ON GLOBAL CLIMATE CHANGE AND HEALTH

J.A. Patz and M. Khaliq (Johns Hopkins University, US) discuss
global climate change, the authors making the following points:

1) Global climate change is expected to have broad health
impacts.[1] If current warming trends continue, heat waves,
floods, and droughts and their attendant physical effects are
likely to become more frequent and severe. Warmer air
temperatures can influence the concentration of regional air
pollutants and aeroallergens. Less direct health impacts may
result from the disruption of ecosystems and of water and food
supplies, which in turn could affect infectious disease incidence
and nutritional status. Finally, sea-level rise could lead to
major population displacement and economic disruption.

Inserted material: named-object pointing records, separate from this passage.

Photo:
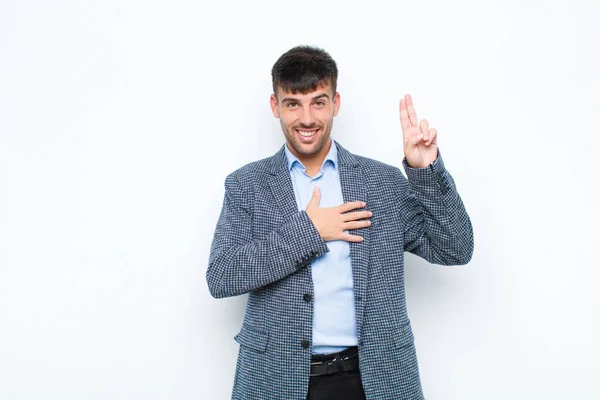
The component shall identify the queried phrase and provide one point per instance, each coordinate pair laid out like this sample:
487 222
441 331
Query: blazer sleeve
239 263
436 224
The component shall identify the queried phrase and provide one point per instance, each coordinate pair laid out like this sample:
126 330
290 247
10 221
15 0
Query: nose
307 118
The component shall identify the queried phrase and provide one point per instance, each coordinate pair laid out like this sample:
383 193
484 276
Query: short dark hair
302 69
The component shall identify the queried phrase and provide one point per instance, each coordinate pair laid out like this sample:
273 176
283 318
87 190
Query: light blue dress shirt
334 319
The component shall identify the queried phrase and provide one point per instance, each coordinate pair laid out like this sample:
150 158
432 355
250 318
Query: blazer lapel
281 185
354 188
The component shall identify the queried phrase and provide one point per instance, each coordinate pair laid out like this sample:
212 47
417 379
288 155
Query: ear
336 104
274 106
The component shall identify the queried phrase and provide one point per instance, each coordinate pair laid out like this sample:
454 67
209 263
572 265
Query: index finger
351 205
412 113
404 121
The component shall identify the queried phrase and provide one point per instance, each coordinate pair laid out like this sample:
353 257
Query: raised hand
420 142
332 222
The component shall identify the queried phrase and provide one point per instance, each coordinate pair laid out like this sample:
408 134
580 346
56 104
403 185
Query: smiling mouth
307 133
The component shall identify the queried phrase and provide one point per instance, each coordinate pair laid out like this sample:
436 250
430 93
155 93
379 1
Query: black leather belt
337 363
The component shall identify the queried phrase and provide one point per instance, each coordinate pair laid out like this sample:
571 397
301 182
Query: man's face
306 119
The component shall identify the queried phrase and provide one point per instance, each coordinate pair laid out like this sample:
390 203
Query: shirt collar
331 156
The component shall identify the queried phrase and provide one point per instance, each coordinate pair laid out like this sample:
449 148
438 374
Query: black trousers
338 386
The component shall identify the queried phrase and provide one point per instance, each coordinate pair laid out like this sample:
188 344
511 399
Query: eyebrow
287 99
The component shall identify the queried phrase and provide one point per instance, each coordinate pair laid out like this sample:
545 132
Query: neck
313 162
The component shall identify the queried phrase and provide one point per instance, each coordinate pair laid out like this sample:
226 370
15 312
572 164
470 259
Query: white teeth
306 133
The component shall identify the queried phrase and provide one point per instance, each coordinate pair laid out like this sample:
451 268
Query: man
316 235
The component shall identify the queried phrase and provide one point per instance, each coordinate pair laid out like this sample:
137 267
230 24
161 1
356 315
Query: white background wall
119 121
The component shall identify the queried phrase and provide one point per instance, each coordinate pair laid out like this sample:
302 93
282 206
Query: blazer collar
279 162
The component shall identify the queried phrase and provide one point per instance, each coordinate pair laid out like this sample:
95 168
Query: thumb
316 199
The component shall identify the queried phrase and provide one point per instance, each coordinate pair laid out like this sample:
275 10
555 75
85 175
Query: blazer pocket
253 338
403 336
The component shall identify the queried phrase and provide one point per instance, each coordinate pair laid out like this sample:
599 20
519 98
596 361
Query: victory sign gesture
420 142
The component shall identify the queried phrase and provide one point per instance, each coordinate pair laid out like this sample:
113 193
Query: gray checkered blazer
264 246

2) Human activities related primarily to the burning of fossil
fuels and changes in land cover such as deforestation are
changing the concentration of atmospheric constituents or
properties of the earth's surface that help to absorb or scatter
radiant energy.[2] Since the preindustrial mid-1800s, increases
in concentrations of three major greenhouse gases, carbon
dioxide, methane, and nitrous oxide, have exceeded past changes
that occurred over the last 10 000 years; carbon dioxide alone
has increased by 30% since the late 1800s.[1] Warmer air, such as
that resulting from the greenhouse effect, can hold more moisture
and more quickly evaporate surface water, thereby increasing the
frequency of severe storms, floods, and droughts.[1]

3) According to the United Nations Intergovernmental Panel on
Climate Change (IPCC), "An increasing body of observations gives
a collective picture of a warming world and other changes in the
climate system.[3] During the 20th century, global average
surface temperature increased about 0.6 degrees C, global average
sea level rose 10 cm to 20 cm, and snow and ice cover
decreased.[2] The latest IPCC report predicts that if current
trends continue, sea level rise will rise 45 cm and global
temperatures will increase by 3 degrees C by the year 2100.[3]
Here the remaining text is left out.